Chimeric antigen receptor (CAR) T-cell therapy represents a major advancement in personalized cancer treatment. In this strategy, a patient’s own T cells are genetically engineered to express a synthetic receptor that binds a tumor antigen.
CAR T cells are then expanded for clinical use and infused back into the patient’s body to attack and destroy chemotherapy-resistant cancer. Dramatic clinical responses and high rates of complete remission have been observed in the setting of CAR T-cell therapy of B-cell malignancies.
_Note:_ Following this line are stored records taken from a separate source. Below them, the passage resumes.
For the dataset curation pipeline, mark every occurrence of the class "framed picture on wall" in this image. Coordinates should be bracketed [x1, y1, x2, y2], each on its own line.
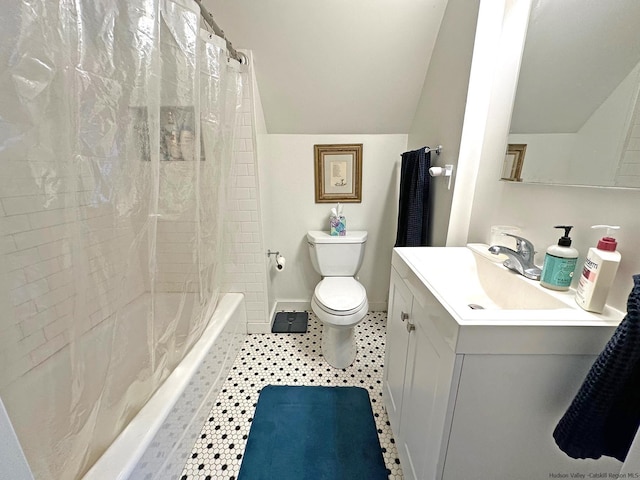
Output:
[313, 143, 362, 203]
[501, 143, 527, 182]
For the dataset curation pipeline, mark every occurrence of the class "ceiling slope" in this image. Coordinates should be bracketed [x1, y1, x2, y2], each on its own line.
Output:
[204, 0, 447, 134]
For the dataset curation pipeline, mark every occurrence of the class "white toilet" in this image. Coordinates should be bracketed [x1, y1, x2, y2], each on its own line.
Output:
[307, 231, 369, 368]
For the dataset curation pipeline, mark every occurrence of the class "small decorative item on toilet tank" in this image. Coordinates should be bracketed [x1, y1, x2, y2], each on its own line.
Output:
[329, 203, 347, 237]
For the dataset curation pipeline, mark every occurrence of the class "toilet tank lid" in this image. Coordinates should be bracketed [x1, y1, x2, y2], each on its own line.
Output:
[307, 230, 367, 243]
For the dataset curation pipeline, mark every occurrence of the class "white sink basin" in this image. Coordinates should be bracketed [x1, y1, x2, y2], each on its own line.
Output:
[394, 244, 623, 324]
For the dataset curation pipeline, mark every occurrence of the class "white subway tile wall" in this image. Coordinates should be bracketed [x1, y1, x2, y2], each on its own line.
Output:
[222, 72, 269, 323]
[0, 155, 144, 389]
[0, 67, 268, 389]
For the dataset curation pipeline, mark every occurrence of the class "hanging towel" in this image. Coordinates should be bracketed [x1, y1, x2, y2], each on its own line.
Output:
[395, 148, 431, 247]
[553, 275, 640, 462]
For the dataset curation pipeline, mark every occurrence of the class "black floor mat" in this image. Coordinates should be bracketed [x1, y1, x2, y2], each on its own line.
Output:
[271, 312, 309, 333]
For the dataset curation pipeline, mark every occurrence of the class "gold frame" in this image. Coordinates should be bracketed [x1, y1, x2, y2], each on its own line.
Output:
[500, 143, 527, 182]
[313, 143, 362, 203]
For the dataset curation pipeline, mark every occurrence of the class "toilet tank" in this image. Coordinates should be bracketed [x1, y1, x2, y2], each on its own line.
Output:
[307, 230, 367, 277]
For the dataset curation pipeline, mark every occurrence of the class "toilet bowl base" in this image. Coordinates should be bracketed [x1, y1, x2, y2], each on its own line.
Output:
[322, 323, 357, 368]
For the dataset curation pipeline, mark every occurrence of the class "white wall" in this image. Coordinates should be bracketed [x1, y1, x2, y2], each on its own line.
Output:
[509, 59, 640, 186]
[408, 0, 480, 246]
[258, 134, 407, 320]
[460, 0, 640, 310]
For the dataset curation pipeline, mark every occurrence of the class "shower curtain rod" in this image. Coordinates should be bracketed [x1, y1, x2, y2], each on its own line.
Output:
[191, 0, 249, 65]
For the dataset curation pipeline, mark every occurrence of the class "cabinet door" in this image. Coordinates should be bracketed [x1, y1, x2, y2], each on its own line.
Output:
[383, 268, 412, 439]
[398, 299, 455, 480]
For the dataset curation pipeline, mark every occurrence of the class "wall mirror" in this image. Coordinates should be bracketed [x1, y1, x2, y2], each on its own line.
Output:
[503, 0, 640, 188]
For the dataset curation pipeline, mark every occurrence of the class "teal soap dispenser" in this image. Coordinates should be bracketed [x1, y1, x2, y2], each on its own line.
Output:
[540, 225, 579, 291]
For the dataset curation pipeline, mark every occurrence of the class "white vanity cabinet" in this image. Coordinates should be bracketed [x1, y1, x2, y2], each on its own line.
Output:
[383, 249, 621, 480]
[383, 269, 455, 479]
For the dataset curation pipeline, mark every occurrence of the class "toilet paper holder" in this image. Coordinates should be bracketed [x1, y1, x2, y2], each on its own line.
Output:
[429, 165, 453, 190]
[267, 250, 286, 270]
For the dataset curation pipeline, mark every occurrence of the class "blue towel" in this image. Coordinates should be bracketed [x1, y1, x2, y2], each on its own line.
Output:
[395, 148, 431, 247]
[553, 275, 640, 462]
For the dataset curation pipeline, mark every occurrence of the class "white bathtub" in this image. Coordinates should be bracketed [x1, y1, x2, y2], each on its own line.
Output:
[83, 293, 247, 480]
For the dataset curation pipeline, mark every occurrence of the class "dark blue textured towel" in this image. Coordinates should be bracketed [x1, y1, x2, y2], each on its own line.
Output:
[395, 148, 431, 247]
[553, 275, 640, 462]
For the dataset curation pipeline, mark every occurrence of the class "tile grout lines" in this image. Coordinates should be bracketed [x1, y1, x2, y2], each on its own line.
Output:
[180, 312, 402, 480]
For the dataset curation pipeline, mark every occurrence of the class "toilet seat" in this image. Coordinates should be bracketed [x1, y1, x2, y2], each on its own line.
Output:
[313, 277, 367, 316]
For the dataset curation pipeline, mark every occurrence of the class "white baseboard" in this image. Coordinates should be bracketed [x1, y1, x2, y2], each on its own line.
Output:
[369, 302, 387, 312]
[247, 322, 271, 335]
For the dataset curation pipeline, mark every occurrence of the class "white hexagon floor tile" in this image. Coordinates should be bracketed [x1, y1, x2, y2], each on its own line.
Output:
[181, 312, 402, 480]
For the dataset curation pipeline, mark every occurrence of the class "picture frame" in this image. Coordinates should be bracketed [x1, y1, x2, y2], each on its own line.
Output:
[313, 143, 362, 203]
[500, 143, 527, 182]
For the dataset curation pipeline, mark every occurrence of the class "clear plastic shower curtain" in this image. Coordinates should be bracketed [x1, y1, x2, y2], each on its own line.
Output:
[0, 0, 243, 479]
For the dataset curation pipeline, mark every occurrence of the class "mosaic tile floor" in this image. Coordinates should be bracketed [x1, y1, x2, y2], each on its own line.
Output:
[181, 312, 402, 480]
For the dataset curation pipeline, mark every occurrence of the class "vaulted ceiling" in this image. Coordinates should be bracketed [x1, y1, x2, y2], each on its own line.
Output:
[204, 0, 447, 134]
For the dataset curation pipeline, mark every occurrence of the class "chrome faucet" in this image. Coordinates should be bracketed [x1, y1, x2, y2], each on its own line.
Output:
[489, 233, 542, 280]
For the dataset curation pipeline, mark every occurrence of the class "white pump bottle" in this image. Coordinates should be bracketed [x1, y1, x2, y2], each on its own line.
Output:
[576, 225, 621, 313]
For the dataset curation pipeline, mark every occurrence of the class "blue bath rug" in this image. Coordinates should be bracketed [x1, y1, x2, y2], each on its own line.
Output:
[238, 385, 388, 480]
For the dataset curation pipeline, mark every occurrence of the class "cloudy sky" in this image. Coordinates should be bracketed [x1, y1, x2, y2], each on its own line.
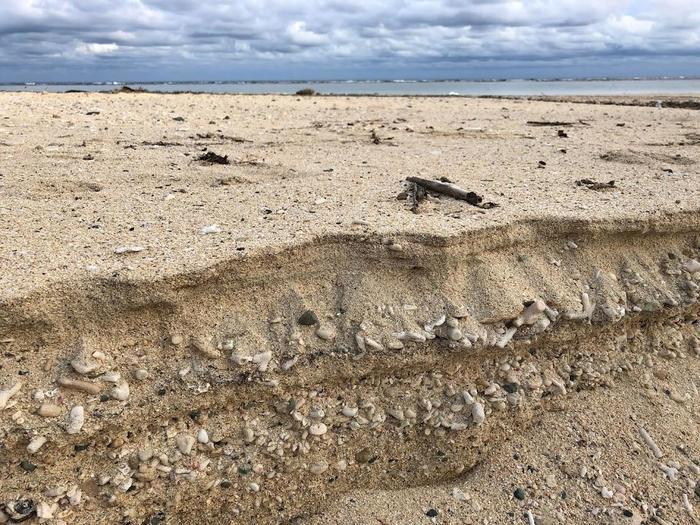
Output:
[0, 0, 700, 82]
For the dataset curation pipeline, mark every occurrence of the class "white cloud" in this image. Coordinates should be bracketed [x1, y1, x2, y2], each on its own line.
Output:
[287, 21, 328, 46]
[0, 0, 700, 76]
[75, 42, 119, 55]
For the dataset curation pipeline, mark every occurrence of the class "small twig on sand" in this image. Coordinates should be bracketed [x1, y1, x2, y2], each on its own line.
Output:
[527, 120, 574, 127]
[406, 177, 498, 209]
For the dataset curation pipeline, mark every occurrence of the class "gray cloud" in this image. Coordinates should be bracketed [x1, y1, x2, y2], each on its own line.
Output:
[0, 0, 700, 81]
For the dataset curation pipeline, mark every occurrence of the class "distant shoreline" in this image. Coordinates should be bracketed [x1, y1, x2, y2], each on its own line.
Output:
[0, 78, 700, 97]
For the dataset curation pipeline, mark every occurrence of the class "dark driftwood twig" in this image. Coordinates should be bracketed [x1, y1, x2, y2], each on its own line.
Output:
[406, 177, 497, 208]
This resulted in two recent FDA approvals of CAR T cells directed against the CD19 protein for treatment of acute lymphoblastic leukemia and diffuse large B-cell lymphoma.
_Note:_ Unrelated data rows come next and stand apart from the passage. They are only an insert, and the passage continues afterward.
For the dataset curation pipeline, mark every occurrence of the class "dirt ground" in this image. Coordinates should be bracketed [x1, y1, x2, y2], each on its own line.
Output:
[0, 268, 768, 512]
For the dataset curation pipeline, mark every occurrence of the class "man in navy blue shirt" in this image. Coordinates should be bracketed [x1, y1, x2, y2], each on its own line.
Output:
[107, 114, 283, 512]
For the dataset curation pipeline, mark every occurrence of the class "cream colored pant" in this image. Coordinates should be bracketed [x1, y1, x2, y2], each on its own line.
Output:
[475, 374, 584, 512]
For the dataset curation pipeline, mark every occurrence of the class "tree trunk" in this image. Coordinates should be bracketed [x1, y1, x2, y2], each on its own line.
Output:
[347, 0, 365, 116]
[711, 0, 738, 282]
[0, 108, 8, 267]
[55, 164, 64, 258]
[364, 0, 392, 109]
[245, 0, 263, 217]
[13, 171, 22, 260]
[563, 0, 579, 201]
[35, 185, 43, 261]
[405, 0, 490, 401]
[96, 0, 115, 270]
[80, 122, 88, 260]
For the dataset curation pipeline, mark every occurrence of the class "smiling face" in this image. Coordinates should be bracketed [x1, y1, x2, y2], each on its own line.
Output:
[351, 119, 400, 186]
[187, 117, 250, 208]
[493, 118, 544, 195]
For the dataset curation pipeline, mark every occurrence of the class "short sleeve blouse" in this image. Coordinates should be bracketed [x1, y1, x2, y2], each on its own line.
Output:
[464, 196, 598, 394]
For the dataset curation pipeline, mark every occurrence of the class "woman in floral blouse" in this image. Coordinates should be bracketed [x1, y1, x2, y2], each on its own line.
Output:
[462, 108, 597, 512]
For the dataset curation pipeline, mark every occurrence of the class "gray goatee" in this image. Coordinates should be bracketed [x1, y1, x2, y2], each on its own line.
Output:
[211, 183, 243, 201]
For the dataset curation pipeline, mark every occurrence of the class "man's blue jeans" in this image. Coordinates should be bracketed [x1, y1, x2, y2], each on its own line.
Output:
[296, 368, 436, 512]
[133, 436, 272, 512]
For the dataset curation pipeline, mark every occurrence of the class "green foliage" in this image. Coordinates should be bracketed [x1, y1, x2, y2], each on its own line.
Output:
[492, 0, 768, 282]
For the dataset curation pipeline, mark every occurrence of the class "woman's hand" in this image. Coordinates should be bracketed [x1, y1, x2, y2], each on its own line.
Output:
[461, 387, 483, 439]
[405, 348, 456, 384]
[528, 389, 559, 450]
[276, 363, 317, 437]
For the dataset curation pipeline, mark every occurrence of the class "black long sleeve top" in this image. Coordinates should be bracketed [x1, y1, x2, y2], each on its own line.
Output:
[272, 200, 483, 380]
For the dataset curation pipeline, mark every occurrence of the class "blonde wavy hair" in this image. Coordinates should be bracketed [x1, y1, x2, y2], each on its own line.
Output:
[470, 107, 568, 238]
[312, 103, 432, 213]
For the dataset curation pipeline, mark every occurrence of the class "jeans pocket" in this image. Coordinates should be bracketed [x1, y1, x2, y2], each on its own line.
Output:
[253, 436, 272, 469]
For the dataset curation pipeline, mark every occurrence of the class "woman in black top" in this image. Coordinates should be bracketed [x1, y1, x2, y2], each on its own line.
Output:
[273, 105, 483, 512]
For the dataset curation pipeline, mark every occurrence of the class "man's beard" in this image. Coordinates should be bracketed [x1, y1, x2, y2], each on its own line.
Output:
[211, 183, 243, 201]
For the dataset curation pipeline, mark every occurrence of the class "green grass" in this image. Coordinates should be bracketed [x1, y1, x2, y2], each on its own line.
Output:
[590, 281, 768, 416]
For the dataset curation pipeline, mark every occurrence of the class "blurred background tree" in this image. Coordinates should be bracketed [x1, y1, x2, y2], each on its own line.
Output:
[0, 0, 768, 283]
CAR T cell therapies are amongst the first of a pipeline of cell therapies transitioning from ‘bench to bedside’ for both malignant and non-malignant diseases.
They are considered to be highly innovative personalized treatments offering potentially effective therapy with severe but manageable adverse events which require specialized monitoring and management. Indications for Advanced Cell Therapies are expected to expand beyond current indications, which are largely hematological malignancies. This will have implications for the teams involved and also where the treatment is administered.
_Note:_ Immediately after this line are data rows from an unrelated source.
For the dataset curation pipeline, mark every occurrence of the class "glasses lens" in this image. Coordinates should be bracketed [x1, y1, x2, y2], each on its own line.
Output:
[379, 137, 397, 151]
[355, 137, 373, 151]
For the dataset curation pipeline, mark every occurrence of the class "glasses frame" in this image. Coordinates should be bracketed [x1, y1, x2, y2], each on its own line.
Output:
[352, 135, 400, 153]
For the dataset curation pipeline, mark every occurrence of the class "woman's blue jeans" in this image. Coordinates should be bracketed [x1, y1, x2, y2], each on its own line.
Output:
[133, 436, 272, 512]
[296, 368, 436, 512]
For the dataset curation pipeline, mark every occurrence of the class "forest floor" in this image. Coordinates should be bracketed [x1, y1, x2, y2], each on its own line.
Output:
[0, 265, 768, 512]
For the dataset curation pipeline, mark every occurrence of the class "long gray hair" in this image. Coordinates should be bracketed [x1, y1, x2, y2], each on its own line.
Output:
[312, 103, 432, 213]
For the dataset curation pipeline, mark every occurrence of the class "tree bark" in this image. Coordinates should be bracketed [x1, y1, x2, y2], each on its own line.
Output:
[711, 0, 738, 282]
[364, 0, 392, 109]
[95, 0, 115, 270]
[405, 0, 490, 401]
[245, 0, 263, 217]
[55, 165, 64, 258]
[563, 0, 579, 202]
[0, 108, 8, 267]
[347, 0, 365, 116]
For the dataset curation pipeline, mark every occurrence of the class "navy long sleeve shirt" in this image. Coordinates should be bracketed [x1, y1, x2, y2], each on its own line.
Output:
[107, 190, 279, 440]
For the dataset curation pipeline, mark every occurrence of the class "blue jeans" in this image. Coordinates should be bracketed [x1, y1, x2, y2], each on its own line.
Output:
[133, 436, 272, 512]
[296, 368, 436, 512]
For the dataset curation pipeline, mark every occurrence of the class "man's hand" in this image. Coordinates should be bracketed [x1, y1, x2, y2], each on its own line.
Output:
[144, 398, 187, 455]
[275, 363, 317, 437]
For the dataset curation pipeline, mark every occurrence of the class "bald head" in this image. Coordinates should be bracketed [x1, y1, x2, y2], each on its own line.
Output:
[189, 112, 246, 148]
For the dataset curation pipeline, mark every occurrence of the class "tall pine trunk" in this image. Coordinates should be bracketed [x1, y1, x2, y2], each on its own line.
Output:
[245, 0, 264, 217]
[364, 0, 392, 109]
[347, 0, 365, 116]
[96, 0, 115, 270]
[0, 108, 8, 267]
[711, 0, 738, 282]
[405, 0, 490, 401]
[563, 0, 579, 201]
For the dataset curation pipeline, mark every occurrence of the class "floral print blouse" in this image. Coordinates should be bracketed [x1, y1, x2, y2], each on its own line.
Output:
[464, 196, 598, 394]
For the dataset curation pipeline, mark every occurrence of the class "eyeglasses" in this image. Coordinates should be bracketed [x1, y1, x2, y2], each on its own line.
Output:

Clinical application of CAR T cells is limited to a small number of manufacturing facilities (mainly located in the United State) with the required infrastructure and expertise for Good Manufacturing Practice (GMP). The manufacturing of CAR T cells is a complex process that can be summarized into the following steps : isolation of mononuclear cells from human subjects, activation of T cells to allow for viral transduction, expansion of cells and finally the harvest of the product.